September 14, 2018
Pinny in Fall, by Joanne Schwartz and Isabelle Malenfant
Before Joanne Schwartz was taking over the literary world with her beautiful picture book, illustrated by Sydney Smith, Town Is By The Sea, she was author of a whole bunch of other lovely picture books, among them the perfectly delightful Pinny in Summer, which we fell in love with two years ago and inspired us to bake a cake. And so we’ve been looking forward to Pinny’s return with Pinny in Fall, a collection of four miniature adventures that demonstrate the amazing possibilities of a single day, smallness (and slowness) writ large in an approach that reminds me of the Frog and Toad books.

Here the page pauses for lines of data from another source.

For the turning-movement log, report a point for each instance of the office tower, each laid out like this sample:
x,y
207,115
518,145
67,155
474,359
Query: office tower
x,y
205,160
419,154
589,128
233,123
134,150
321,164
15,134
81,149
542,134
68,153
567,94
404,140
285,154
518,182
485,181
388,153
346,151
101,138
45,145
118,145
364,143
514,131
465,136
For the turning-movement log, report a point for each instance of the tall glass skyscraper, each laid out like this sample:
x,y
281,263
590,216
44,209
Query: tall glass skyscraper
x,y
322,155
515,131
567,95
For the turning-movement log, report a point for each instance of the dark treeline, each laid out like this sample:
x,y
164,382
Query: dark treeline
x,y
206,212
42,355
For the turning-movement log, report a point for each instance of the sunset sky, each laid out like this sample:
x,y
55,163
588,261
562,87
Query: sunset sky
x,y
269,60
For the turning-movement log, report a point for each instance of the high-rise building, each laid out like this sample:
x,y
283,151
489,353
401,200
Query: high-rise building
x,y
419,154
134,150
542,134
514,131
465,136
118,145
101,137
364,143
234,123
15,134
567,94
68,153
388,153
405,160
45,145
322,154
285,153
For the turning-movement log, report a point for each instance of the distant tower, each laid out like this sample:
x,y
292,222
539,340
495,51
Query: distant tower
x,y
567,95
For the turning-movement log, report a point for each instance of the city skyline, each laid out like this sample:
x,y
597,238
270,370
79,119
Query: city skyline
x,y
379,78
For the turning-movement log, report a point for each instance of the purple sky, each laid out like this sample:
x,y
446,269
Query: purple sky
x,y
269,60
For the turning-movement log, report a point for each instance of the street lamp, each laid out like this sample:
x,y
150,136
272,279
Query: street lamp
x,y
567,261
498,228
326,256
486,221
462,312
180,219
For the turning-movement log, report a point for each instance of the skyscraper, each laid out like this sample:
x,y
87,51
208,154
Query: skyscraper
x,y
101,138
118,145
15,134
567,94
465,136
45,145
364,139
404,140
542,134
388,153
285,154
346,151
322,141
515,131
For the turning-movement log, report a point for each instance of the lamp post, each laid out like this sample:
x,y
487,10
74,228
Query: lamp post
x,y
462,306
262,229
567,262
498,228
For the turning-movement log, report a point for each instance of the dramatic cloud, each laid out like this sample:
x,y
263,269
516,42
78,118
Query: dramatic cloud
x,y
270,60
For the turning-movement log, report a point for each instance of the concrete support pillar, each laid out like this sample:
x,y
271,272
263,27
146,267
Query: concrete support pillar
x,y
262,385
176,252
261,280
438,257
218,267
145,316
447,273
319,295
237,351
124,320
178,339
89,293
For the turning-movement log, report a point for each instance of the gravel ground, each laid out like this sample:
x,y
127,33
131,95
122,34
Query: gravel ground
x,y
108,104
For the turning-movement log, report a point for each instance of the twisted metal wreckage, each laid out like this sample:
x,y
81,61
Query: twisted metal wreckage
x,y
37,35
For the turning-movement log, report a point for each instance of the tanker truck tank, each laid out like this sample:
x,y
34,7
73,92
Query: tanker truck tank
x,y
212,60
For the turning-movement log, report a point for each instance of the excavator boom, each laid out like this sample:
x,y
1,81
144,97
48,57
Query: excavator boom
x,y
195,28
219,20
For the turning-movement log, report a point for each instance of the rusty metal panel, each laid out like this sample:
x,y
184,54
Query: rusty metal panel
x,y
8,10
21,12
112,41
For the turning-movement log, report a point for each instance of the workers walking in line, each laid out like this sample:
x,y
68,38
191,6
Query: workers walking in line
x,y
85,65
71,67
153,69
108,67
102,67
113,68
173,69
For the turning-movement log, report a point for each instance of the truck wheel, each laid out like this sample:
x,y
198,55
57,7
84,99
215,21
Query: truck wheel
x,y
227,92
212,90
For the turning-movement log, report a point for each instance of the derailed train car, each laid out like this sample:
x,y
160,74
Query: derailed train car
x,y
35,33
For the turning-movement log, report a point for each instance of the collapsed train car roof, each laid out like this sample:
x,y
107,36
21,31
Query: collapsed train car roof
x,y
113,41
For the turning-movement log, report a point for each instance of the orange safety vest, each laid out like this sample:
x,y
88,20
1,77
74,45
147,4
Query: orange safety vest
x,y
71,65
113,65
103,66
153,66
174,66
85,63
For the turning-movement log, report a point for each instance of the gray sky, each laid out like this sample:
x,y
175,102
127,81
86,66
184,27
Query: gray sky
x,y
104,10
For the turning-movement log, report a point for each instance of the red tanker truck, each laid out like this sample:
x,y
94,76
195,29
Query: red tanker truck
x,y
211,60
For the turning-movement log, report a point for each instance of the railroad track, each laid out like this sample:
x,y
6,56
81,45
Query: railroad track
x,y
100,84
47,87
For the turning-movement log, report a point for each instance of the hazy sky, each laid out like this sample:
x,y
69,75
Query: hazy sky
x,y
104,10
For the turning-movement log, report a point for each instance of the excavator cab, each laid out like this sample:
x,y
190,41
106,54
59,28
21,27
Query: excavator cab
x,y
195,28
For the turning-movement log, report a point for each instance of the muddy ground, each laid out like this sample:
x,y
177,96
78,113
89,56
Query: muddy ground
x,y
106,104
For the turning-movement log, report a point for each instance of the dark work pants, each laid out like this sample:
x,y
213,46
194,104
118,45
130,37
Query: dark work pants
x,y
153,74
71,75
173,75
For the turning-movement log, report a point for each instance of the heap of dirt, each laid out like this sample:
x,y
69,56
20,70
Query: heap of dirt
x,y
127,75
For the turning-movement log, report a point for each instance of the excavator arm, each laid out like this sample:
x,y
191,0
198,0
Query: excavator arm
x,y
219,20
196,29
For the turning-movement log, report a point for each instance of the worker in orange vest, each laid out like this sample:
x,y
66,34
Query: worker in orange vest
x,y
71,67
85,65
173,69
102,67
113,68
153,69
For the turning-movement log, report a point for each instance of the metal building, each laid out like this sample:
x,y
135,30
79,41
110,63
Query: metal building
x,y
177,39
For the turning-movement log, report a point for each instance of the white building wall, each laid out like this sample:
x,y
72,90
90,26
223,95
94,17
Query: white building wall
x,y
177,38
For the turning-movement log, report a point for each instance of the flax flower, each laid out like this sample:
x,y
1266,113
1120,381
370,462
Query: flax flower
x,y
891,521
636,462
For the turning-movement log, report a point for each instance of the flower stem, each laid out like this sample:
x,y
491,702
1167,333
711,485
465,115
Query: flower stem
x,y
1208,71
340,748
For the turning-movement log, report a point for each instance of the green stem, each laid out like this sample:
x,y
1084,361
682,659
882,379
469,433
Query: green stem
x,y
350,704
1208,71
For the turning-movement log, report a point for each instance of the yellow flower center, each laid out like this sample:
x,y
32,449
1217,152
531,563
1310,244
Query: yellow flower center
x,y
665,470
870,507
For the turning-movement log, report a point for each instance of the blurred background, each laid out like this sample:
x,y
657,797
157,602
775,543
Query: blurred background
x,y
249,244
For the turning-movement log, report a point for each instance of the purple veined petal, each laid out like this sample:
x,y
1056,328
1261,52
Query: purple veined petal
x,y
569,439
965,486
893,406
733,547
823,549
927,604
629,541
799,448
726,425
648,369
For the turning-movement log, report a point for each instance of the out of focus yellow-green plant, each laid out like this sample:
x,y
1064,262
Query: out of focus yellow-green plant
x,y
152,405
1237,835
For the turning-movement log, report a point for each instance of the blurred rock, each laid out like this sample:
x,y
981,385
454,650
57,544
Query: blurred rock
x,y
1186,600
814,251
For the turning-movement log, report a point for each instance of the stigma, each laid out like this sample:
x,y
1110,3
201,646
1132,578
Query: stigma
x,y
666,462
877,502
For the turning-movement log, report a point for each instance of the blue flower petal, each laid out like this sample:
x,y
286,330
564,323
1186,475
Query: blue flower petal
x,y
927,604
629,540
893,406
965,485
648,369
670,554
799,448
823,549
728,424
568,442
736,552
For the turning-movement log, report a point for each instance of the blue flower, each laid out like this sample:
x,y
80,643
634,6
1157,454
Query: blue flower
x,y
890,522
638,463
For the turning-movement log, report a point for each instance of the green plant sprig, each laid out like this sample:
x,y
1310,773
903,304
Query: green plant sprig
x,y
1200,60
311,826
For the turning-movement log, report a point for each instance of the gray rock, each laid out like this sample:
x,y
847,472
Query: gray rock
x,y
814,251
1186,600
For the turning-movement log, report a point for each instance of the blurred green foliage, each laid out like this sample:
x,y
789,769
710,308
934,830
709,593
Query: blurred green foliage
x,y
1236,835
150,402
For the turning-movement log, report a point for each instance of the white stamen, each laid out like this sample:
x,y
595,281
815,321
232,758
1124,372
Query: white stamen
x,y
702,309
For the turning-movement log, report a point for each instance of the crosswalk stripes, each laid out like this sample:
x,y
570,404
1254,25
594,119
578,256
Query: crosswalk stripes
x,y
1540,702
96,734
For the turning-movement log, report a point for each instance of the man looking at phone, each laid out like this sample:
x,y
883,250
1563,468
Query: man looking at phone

“Does Pinny have parents?” my children wonder when we read this book, and I tell them that her parents are probably curled up in comfortable chairs somewhere reading. Which means that Pinny can do whatever she wants to—in the first story she wakes up and does her stretches, and then packs a small bag for her morning walk, with a sweater, a rain hat, a snack, and her book. Plus her treasure pouch, which was hanging on a hook by the door.
On her walk to the lighthouse, she encounters her pals, Annie and Lou, and they play tag in the wind and the fog, and then Pinny shares her snack and they read poetry. “The sun slipped behind the clouds, once, and then it was completely gone.” The fog is getting thicker in the third story (which Malenfant renders beautifully in her art) and Pinny and her friends have to rush to help the lighthouse keeper sound the foghorn and light the light. With their help, a ship safely navigates its way along the rocky shore, and the lighthouse keeper rewards the children: a piece of beach glass for each of them. Pinny slips hers into her treasure pouch.
And in the final story, Pinny is sipping hot chocolate by her window. As with Pinny in Summer, the colours in this book are particularly and beautifully hued, and the light that shines into Pinny’s room at the end of the day continues to be the most wonderful thing. This time coloured by the leaves falling outside her window: “A Special Kind of Rain.” After going outside to soak in it, she comes back in and the day is nearly done—her takes the beach glass from her treasure pouch and sets it on the window. “The glass had been washed so smooth by the ocean, it glowed in the twilight like a tiny bacon of light.”
Pinny in Fall is a gorgeous, old-fashioned story with such reverence for language, and wholly infused with a sense of wonder that will inspire readers to look at the world differently and seek out adventures of their own.